Plath’s life as a Mother of a baby:

 

 

Is there a better opening line to a poem and book of poetry than, “Love set you going like a fat gold watch” from “Morning Song”? It is a line that has stayed with me. She described her new born baby as a “new statue in a drafty museum”. This museum theme continues in a poem that Hughes excluded in 1965, “Barren woman”, “Empty, I echo to the least footfall, / Museum without statues”. This concept of her living life in a museum is revealing. She elevated her daily life with her child to that of a permanent work of Art. The isolation and timelessness of the museum.

 

She expressed life with her young baby directly in “Thalidomide”, “All night I carpenter / A space for the thing I am given, / A love / Of two wet eyes and a screech. / White spit / Of indifference!” I adore this image of Plath trying to fit this screaming human being into her life as a curator in her museum.

 

My favourite single phrase she uses to depict her new-born is in “Lesbos”, where she wrote that Frieda was her “little unstrung puppet”. Wonderful!

 

Plath enunciated the resentment of a baby too, “We’re here on a visit, / With a goddam baby screaming off somewhere. / There’s always a bloody baby in the air”. The frustration and anger seep off the page. Some of this antagonism was clearly being levelled at the cheating Hughes too.

 

Plath is devastating about her married life with Hughes in “The Applicant”, “It can sew, it can cook, / It can talk, talk, talk”…”Will you marry it, marry it, marry it”. The repetition purposeful and pointed.

 

 

Life and Death:

 

 

You can listen to Plath read plenty of her poems for free on Spotify and Soundcloud. She discussed her inspiration on “Comments on Poetry”, speaking about how she liked to draw inspiration from personal events that she experienced and then relate them to global situations such as the Holocaust or Hiroshima.

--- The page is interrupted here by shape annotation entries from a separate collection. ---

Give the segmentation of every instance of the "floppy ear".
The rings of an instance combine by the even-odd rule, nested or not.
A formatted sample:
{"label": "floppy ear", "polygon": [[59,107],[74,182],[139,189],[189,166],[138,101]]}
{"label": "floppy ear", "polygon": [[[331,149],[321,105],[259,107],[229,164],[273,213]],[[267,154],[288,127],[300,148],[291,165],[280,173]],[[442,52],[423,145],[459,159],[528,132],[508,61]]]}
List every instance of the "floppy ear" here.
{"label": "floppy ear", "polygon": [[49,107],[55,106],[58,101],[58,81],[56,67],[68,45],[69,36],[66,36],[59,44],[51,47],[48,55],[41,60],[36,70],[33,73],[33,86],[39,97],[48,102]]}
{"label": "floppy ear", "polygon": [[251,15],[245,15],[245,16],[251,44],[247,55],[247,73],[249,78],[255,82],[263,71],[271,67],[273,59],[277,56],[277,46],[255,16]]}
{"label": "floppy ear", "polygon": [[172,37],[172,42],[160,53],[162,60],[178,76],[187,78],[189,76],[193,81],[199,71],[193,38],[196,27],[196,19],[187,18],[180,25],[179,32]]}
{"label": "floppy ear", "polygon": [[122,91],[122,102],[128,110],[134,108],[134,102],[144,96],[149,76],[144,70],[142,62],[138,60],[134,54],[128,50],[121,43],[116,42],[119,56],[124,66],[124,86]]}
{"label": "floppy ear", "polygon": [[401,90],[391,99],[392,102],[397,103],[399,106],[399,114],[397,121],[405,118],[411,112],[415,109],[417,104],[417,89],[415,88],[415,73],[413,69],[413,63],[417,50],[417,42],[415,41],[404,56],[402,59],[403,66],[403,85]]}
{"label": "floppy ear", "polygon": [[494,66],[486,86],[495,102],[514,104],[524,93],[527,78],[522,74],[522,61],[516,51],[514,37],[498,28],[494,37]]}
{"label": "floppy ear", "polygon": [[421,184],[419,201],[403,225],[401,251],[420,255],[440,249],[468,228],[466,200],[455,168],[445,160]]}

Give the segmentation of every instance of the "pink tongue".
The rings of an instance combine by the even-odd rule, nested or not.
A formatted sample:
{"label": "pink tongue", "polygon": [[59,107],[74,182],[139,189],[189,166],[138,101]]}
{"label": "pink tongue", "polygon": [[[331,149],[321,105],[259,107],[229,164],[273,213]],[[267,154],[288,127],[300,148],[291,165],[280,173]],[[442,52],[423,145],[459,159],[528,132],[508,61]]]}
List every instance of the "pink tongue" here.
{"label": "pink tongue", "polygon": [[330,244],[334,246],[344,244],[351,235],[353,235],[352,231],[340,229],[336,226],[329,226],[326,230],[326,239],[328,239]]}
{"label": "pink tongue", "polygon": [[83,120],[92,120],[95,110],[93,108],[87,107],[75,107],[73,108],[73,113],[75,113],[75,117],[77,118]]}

In “Lady Lazarus”, she treats her life like the Nazis treated their prisoners, “My skin / bright as a Nazi lampshade”. Aside from the dramatic effect, it is sad to think that Plath viewed herself as inhuman.

 

 

The fascist overtones continue in “Fever 103”, where she details, “Greasing the bodies of adulterers / Like Hiroshima ash”. It must be pointed out how shocking the word “Nazi” was even when I read it for the first time in the nineties. For a person to describe their life in these terms was unheard of. The word “Nazi” is now so utterly overused that it has lost all meaning. Godwin’s law is something that irritates me immensely. I cannot scroll Twitter without seeing the term being misused. As Orwell put it, the term fascist has lost all meaning. Did Plath add to that by normalising it when writing about her life?

 

In “A Birthday Present”, she wrote “I do not want much of a present, anyway, this year. / After all, I am alive only by accident. / I would have killed my self gladly that time any possible way”.

 

 

 

Conclusion:

 

 

I have only covered a tony number of topics that Plath dealt with in Ariel. It really is an all-encompassing, with each poem as intriguing as the one before it. “Ariel” is undoubtedly her poetic masterpiece. I did not even go into detail about “Daddy”! One of my favourite poems. “I could never talk to you. / The tongue stuck in my jaw”, she wrote of her relationship with her father. “I have always been scared of you, / With your Luftwaffe”. A terrifying image. She dubbed her father a “Panzer-man”. It is the standout poem from a standout poet from her standout collection.